S-Nitrosylation of Divalent Metal Transporter 1 Enhances Iron Uptake to Mediate Loss of Dopaminergic Neurons and Motoric Deficit

Elevated iron deposition has been reported in Parkinsons disease (PD). However, the route of iron uptake leading to high deposition in the substantia nigra is unresolved. Here, we show a mechanism in enhanced Fe2+ uptake via S-nitrosylation of divalent metal transporter 1 (DMT1). While DMT1 could be S-nitrosylated by exogenous nitric oxide donors, in human PD brains, endogenously S-nitrosylated DMT1 was detected in postmortem substantia nigra. Patch-clamp electrophysiological recordings and iron uptake assays confirmed increased Mn2+ or Fe2+ uptake through S-nitrosylated DMT1. We identified two major S-nitrosylation sites, C23 and C540, by mass spectrometry, and DMT1 C23A or C540A substitutions abolished nitric oxide (NO)-mediated DMT1 current increase. To evaluate in vivo significance, lipopolysaccharide (LPS) was stereotaxically injected into the substantia nigra of female and male mice to induce inflammation and production of NO. The intranigral LPS injection resulted in corresponding increase in Fe2+ deposition, JNK activation, dopaminergic neuronal loss and deficit in motoric activity, and these were rescued by the NO synthase inhibitor l-NAME or by the DMT1-selective blocker ebselen. Lentiviral knockdown of DMT1 abolished LPS-induced dopaminergic neuron loss. SIGNIFICANCE STATEMENT Neuroinflammation and high cytoplasmic Fe2+ levels have been implicated in the initiation and progression of neurodegenerative diseases.
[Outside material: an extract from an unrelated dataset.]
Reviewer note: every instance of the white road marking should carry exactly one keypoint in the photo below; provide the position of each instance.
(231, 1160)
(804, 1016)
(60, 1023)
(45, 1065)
Here, we report the unexpected enhancement of the functional activity of transmembrane divalent metal transporter 1 (DMT1) by S-nitrosylation. We demonstrated that S-nitrosylation increased DMT1-mediated Fe2+ uptake, and two cysteines were identified by mass spectrometry to be the sites for S-nitrosylation and for enhanced iron uptake. One conceptual advance is that while DMT1 activity could be increased by external acidification because the gating of the DMT1 transporter is proton motive, we discovered that DMT1 activity could also be enhanced by S-nitrosylation. Significantly, lipopolysaccharide-induced nitric oxide (NO)-mediated neuronal death in the substantia nigra could be ameliorated by using l-NAME, a NO synthase inhibitor, or by ebselen, a DMT1-selective blocker.